On March 18, 1975, in a show of defiance against Japan-U.S. military policy, the Kobe Municipal Assembly passed a resolution that became known as the “Kobe Formula.”
From that day forward, the resolution said, any ship carrying nuclear weapons would not be allowed to enter Kobe harbor, and would have to officially declare it did not have any nukes on board. French, Indian and Italian naval vessels agreed to cooperate, but the U.S. Navy refused.
In the nearly four decades since, there has been little pressure on the part of the United States to change it. Following the Great Kobe Earthquake of January 1995, the U.S. offered to dispatch its navy to Kobe for humanitarian assistance. Partially due to the Kobe resolution, the various offers were mostly declined.
In the late 1990s, there was a half-hearted push by some American diplomats in Kansai to overturn the resolution (U.S. Navy officials, by contrast, said that was not something they were seeking). Due to stiff opposition in the Kobe assembly, however, the effort went nowhere.

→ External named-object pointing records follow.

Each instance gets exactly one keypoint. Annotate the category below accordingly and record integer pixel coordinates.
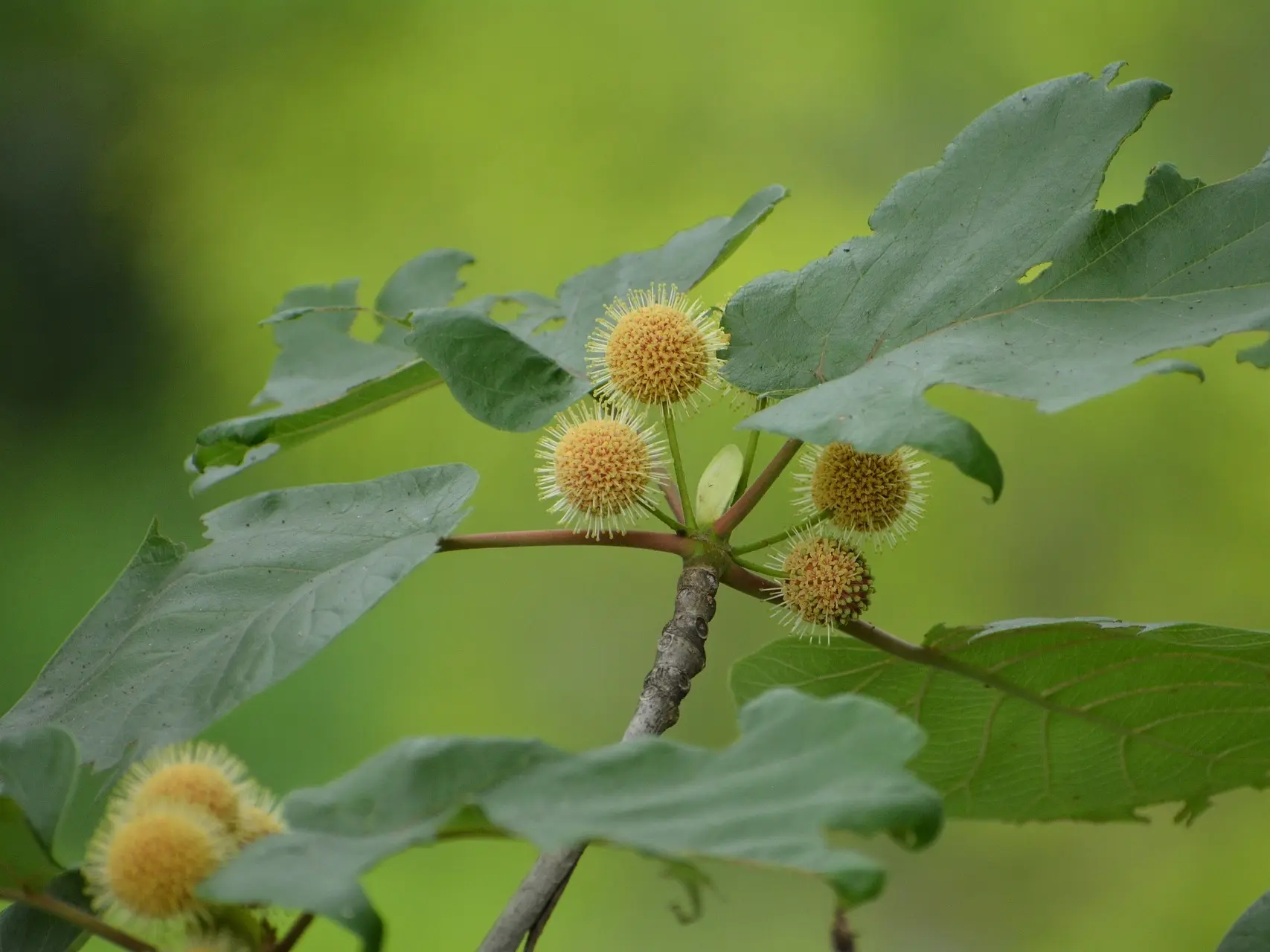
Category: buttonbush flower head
(601, 469)
(144, 867)
(655, 348)
(260, 817)
(867, 494)
(199, 774)
(826, 584)
(219, 941)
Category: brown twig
(654, 541)
(77, 918)
(725, 524)
(681, 655)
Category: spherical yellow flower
(260, 817)
(601, 469)
(655, 348)
(867, 494)
(197, 774)
(826, 584)
(144, 867)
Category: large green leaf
(1047, 720)
(1251, 930)
(944, 289)
(182, 639)
(801, 767)
(37, 774)
(25, 930)
(519, 375)
(513, 376)
(497, 375)
(323, 377)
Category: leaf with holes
(801, 767)
(185, 637)
(1251, 930)
(948, 287)
(323, 377)
(1083, 718)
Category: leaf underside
(801, 767)
(37, 774)
(513, 376)
(1081, 720)
(183, 637)
(949, 287)
(1251, 930)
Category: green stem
(781, 536)
(295, 932)
(77, 918)
(673, 524)
(751, 451)
(760, 569)
(680, 476)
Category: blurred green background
(168, 170)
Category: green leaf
(427, 281)
(37, 774)
(1085, 718)
(801, 767)
(25, 930)
(182, 639)
(516, 376)
(1251, 930)
(323, 377)
(684, 262)
(948, 289)
(496, 375)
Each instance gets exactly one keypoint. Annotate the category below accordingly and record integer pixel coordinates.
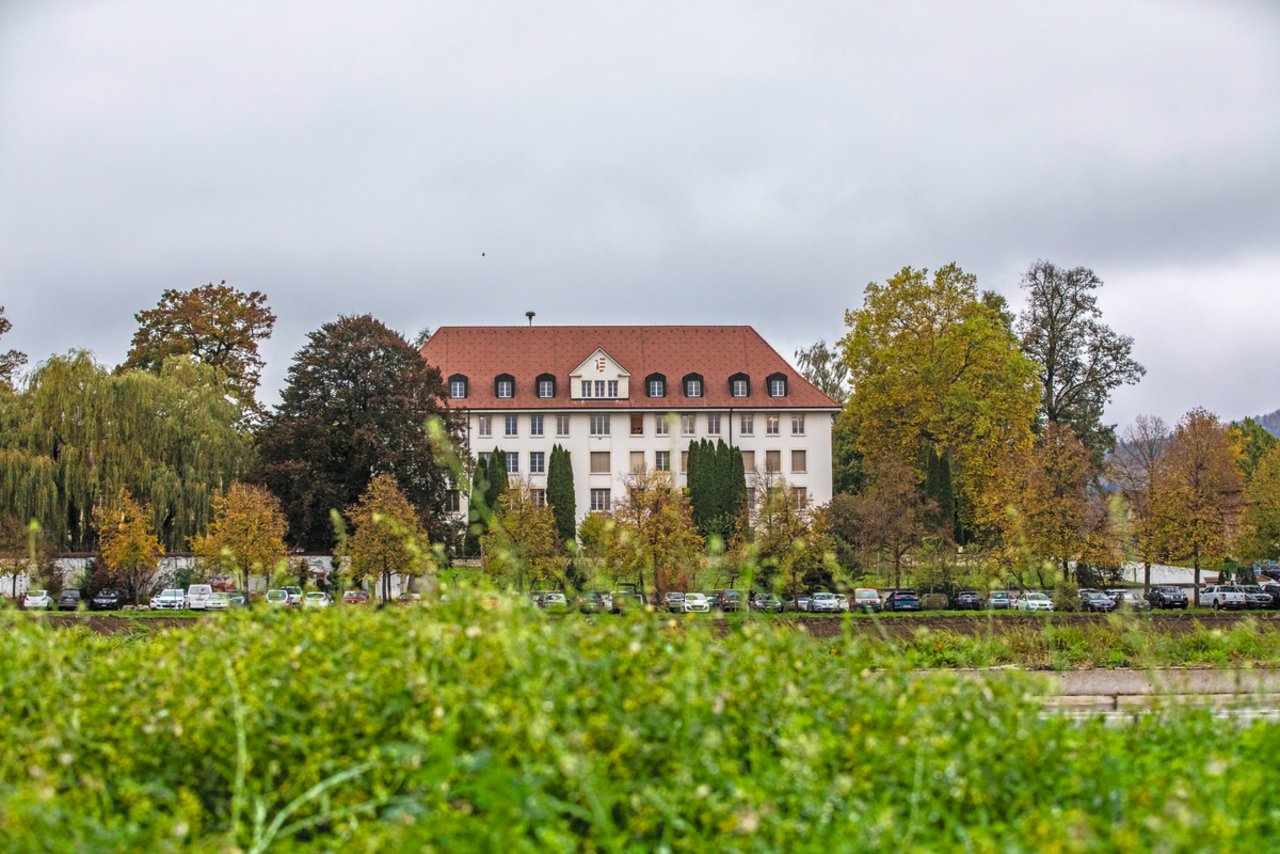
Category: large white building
(629, 398)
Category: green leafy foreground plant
(469, 726)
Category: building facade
(624, 400)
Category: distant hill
(1271, 421)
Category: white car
(169, 599)
(37, 601)
(696, 603)
(1224, 596)
(824, 603)
(197, 597)
(1033, 602)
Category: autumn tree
(826, 369)
(1196, 494)
(1079, 359)
(388, 537)
(521, 543)
(246, 534)
(127, 544)
(77, 434)
(216, 325)
(933, 365)
(357, 403)
(10, 360)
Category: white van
(197, 597)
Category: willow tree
(77, 434)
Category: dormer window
(777, 384)
(504, 386)
(458, 387)
(656, 386)
(693, 384)
(545, 386)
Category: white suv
(1224, 596)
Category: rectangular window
(773, 461)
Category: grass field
(476, 729)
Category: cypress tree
(560, 493)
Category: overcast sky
(647, 163)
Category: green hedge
(484, 729)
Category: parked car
(865, 599)
(169, 599)
(1255, 597)
(1000, 601)
(696, 603)
(1223, 596)
(1033, 602)
(823, 602)
(1128, 601)
(39, 601)
(1096, 601)
(1166, 597)
(768, 602)
(900, 601)
(197, 597)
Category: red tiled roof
(481, 354)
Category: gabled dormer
(599, 377)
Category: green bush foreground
(487, 729)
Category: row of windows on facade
(602, 461)
(602, 499)
(654, 384)
(662, 424)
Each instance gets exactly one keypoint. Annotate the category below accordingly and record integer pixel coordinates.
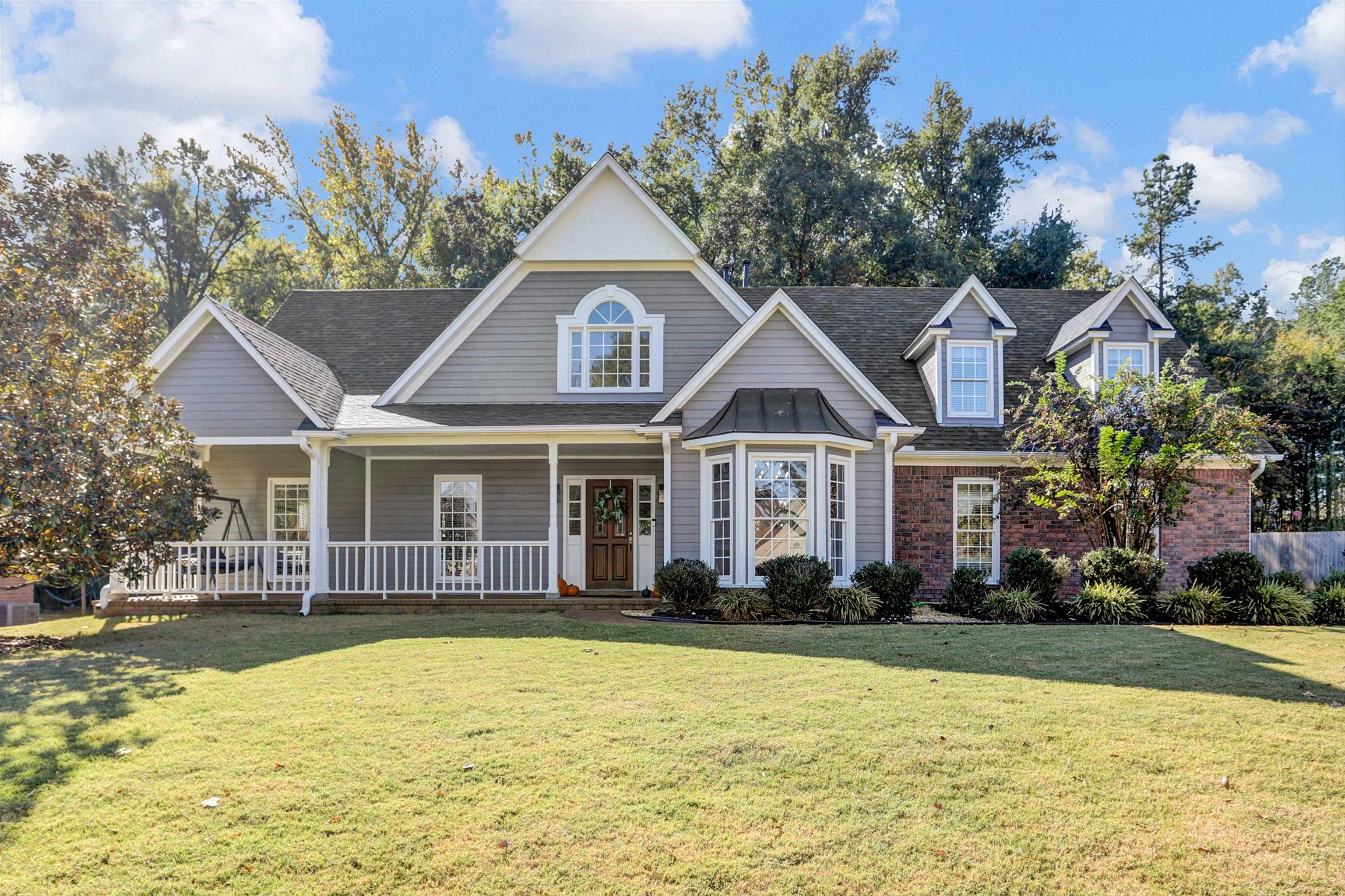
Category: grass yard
(500, 754)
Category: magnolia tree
(96, 471)
(1122, 459)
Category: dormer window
(969, 379)
(610, 345)
(1126, 357)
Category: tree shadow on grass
(1149, 657)
(52, 703)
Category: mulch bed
(30, 643)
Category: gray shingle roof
(311, 379)
(369, 337)
(777, 411)
(875, 325)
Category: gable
(224, 390)
(510, 357)
(607, 222)
(778, 355)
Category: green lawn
(670, 759)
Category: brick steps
(373, 604)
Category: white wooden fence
(1310, 553)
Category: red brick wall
(1216, 520)
(15, 595)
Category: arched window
(610, 345)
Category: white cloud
(1214, 128)
(1093, 142)
(1070, 185)
(1319, 46)
(594, 41)
(880, 18)
(1284, 275)
(1226, 185)
(1273, 233)
(81, 74)
(454, 144)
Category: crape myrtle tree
(96, 471)
(1122, 459)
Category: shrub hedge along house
(611, 401)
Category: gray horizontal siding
(224, 392)
(241, 471)
(511, 355)
(514, 504)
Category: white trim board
(191, 326)
(781, 302)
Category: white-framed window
(610, 345)
(458, 524)
(779, 501)
(287, 516)
(1126, 355)
(969, 379)
(840, 516)
(975, 525)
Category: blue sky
(1254, 93)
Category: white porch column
(888, 499)
(668, 497)
(319, 458)
(553, 571)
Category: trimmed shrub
(1329, 606)
(1038, 571)
(851, 604)
(743, 604)
(966, 591)
(895, 586)
(1110, 603)
(1013, 604)
(687, 586)
(1141, 572)
(796, 584)
(1292, 579)
(1270, 604)
(1336, 578)
(1234, 573)
(1195, 606)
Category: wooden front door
(611, 544)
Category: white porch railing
(437, 568)
(228, 568)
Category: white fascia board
(1136, 292)
(781, 302)
(603, 165)
(454, 335)
(191, 326)
(783, 438)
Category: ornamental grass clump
(966, 591)
(1038, 571)
(796, 584)
(1109, 603)
(687, 586)
(1195, 606)
(1013, 604)
(1329, 606)
(895, 586)
(1270, 604)
(851, 604)
(1141, 572)
(743, 604)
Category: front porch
(334, 525)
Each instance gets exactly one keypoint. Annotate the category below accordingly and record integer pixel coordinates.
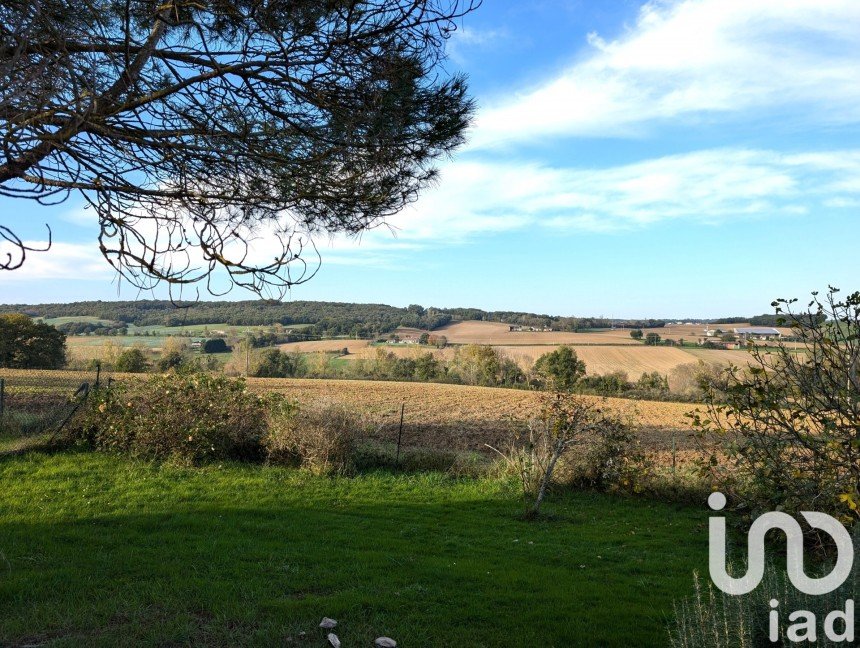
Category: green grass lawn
(97, 550)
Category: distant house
(757, 333)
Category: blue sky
(669, 159)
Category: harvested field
(461, 417)
(495, 333)
(402, 351)
(315, 346)
(718, 356)
(633, 360)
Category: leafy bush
(611, 384)
(276, 364)
(566, 422)
(560, 369)
(193, 418)
(215, 345)
(791, 419)
(321, 438)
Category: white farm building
(757, 333)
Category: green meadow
(99, 550)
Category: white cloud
(478, 198)
(692, 59)
(711, 186)
(76, 261)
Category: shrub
(276, 364)
(560, 369)
(192, 418)
(215, 345)
(792, 418)
(611, 384)
(565, 422)
(321, 438)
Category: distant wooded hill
(327, 318)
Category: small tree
(216, 345)
(276, 364)
(25, 344)
(792, 420)
(560, 369)
(564, 421)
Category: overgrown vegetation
(195, 418)
(599, 441)
(789, 423)
(25, 344)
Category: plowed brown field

Today, while many Kobe politicians, especially in the Liberal Democratic Party, say the resolution is outdated, none see the advantage of fighting to overturn it. Those who back it, including opposition parties and their supporters, gather each March 18 to commemorate the resolution’s passage and to call for an end to nuclear weapons.
What will happen, though, to the resolution under the new rules for collective self-defense?
Given the emphasis Hyogo Prefecture in particular is putting on the need to have a comprehensive disaster plan in place for major earthquakes, and given the fact that Tokyo and Washington are moving forward with plans to increase U.S. participation in disaster relief efforts based on the lessons both sides learned from “Operation Tomodachi” after the March 11, 2011, mega-quake and tsunami, it seems fair to conclude that ports near Kobe, such as Osaka and Himeji, might see more military activity in the name of joint training for natural disasters.
Under Article VI of the 1960 U.S.-Japan security treaty, the United States is granted use by its land, air and naval forces of facilities and areas in Japan. A natural disaster or military emergency in which Kobe harbor is ordered by the Japanese government to serve as a major base for relief operations might lead to a U.S.-Japan naval presence in the port.
Short of that, however, it appears Tokyo and Washington are, for the moment, content to sail past Kobe and its rough political waters as they navigate a new relationship based on Japan’s reinterpretation of collective self-defense.